Note that some of the adjusted odds ratios show a reduced risk.
Risk factors and adjusted odds ratio.
Risk factor
Adjusted odds ratio
BMI > 30

Cigarette smoking in pregnancy

Ethnic group non-white

IVF pregnancy

Maternal age > 35

Parity ≥ 2

PIH or PET

Placenta previa diagnosed pre-delivery

Previous Caesarean section > 1

Previous Caesarean section x 1

Previous uterine surgery – not C. section





Option List
Adjusted odds ratio
0.53
0.57
0.66
0.9
1.0
2.0
3.06
3.4
3.48
10
14
16.31
32.13
65.02
102
Question 8.
Lead-in
This question relates to estimated incidence of placenta creta for various risk factors.
Match the risk factors with the estimated incidence in the option list.

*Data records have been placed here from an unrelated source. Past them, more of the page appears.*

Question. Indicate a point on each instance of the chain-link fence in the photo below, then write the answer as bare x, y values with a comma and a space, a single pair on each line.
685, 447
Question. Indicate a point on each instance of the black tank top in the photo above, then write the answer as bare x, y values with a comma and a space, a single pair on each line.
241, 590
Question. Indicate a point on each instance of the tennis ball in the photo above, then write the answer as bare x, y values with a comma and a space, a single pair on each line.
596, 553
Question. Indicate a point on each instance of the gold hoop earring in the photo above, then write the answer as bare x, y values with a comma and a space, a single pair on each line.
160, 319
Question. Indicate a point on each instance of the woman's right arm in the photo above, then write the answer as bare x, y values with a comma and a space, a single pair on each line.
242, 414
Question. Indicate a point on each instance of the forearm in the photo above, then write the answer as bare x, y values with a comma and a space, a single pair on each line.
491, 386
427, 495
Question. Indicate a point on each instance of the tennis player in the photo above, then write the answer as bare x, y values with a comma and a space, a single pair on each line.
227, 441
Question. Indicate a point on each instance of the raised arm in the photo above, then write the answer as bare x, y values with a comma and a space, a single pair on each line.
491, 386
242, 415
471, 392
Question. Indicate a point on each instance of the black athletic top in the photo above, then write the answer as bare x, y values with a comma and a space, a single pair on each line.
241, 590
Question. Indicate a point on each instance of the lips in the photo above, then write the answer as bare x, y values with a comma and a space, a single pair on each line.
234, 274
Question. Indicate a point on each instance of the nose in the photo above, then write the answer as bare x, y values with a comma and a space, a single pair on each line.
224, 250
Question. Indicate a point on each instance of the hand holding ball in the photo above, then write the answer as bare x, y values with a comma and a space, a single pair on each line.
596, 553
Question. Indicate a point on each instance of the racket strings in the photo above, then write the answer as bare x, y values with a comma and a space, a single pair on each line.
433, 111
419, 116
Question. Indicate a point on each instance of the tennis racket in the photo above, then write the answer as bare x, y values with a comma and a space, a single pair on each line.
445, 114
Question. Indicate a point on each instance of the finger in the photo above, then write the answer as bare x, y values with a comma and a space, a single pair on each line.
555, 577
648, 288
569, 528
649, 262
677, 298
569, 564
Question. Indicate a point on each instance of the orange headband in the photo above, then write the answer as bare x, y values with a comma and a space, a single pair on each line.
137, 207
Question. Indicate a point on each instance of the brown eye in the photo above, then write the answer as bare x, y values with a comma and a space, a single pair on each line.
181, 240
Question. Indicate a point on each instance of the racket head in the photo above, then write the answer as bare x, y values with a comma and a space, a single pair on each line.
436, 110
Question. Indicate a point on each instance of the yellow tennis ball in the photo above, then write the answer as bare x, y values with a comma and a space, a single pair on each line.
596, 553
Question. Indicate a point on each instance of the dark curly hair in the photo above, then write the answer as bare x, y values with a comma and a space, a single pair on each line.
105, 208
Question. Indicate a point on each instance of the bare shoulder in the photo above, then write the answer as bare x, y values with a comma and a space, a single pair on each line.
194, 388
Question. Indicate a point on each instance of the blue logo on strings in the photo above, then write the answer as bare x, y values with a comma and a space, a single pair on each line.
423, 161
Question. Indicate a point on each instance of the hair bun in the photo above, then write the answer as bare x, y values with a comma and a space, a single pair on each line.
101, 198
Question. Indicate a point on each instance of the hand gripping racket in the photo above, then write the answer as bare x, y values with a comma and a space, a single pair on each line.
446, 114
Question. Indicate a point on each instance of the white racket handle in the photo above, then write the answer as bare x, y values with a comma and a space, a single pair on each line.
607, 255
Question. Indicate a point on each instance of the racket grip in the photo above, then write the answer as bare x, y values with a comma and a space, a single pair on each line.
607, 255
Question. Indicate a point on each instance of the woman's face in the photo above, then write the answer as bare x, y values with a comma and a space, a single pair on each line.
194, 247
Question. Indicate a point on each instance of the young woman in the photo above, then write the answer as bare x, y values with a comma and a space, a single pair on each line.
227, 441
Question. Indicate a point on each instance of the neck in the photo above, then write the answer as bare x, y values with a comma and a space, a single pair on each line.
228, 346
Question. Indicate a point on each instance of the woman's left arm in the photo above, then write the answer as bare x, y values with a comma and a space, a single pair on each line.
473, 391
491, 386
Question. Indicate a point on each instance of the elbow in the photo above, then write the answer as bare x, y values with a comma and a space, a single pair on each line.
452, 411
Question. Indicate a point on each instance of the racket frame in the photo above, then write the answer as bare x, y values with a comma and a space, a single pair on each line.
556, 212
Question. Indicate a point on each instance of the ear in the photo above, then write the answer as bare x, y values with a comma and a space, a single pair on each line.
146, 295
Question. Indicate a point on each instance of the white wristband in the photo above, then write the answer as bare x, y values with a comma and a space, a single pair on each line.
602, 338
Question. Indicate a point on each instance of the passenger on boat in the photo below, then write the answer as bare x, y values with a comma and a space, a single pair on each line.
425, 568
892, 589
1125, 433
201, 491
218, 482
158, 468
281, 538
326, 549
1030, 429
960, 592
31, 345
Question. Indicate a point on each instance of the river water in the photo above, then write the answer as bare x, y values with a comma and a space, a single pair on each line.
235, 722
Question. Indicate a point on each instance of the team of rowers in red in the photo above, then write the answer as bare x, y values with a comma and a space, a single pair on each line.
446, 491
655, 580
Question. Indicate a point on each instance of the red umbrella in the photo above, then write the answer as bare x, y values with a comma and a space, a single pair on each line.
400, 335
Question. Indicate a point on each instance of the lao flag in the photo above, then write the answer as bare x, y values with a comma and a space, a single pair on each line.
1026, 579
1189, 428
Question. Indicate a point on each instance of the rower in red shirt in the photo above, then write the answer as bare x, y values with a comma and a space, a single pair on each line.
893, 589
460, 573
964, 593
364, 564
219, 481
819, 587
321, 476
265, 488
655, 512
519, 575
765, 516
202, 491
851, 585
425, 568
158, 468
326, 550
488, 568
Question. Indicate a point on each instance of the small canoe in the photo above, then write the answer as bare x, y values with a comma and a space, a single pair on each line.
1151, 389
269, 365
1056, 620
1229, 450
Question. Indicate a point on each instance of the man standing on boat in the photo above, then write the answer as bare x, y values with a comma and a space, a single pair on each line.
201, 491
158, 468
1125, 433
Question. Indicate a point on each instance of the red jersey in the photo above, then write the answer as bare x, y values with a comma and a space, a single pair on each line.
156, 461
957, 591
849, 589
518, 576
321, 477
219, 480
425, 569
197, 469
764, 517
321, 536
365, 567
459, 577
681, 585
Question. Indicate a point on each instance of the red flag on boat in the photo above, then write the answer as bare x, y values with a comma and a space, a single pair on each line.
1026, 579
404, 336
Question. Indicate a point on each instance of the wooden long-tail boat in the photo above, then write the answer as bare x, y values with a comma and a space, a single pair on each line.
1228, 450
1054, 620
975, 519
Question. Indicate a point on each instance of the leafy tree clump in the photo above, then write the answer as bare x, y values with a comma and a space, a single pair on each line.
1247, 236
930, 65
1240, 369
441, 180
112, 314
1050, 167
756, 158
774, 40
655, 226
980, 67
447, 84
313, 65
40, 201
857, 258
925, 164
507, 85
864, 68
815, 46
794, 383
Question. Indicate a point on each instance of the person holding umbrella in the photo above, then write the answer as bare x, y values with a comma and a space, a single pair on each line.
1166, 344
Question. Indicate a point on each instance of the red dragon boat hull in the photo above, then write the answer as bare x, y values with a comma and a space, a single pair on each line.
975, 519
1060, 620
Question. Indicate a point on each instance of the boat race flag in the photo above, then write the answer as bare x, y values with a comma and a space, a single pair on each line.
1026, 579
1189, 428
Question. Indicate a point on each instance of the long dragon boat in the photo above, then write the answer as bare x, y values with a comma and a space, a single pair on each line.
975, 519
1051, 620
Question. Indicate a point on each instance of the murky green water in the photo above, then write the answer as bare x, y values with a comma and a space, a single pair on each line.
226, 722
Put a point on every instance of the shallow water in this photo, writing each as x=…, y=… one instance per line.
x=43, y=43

Each option can be used once, more than once or not at all.
Risk factors and estimated incidence per 10,000 maternities.
Risk factor
Estimated incidence
No previous C section

≥ 1 C section

Placenta previa not diagnosed pre-delivery

Placenta previa diagnosed pre-delivery

Previous C section but placenta previa not diagnosed pre-delivery

Previous C section + placenta previa diagnosed pre-delivery









Option List
0.3
0.6
1
3
5
9
108
577
1,000

6. EMQ. Antenatal steroids.
Antenatal steroids and the neonate.
Lead-in.
The following scenarios relate to antenatal steroid use and the neonate.
Option list.
There is no option list.
I want you to come up with your answers.
Scenario 1.
What are the benefits to the neonate of appropriate administration of antenatal steroids?
Scenario 2.
At what gestations should antenatal steroids be offered to women with singleton pregnancies who are at risk of premature labour?
Scenario 3.
At what gestations should antenatal steroids be offered to women with multiple pregnancies who are at risk of premature labour?
Scenario 4.
What advice is contained in the GTG in relation to very early gestations, threatened premature labour and the use of antenatal steroids.
Scenario 5.
What advice is contained in the GTG in relation to antenatal steroids and Caesarean section?
Scenario 6.
What advice is given in the GTG about ANS in relation to the fetus with FGR at risk of premature delivery?
Scenario 7
What advice is given in the GTG in relation to ANS for women with IDDM?
Scenario 8
What advice is in the GTG in relation to adverse effects of ANS on the fetus?
Scenario 9
What advice is in the GTG in relation to short-term maternal adverse effects?
Scenario 10
What contraindications to ANS are cited in the GTG?
Scenario 11
What is the recommended drug regime for ANS administration?
Scenario 12.
What is the time-scale for maximum effect of ANS in reducing RDS?
Scenario 13.
When should repeat courses of ANS be given?
Scenario 14.
When may antenatal steroids be beneficial to the fetus apart from accelerating lung maturation?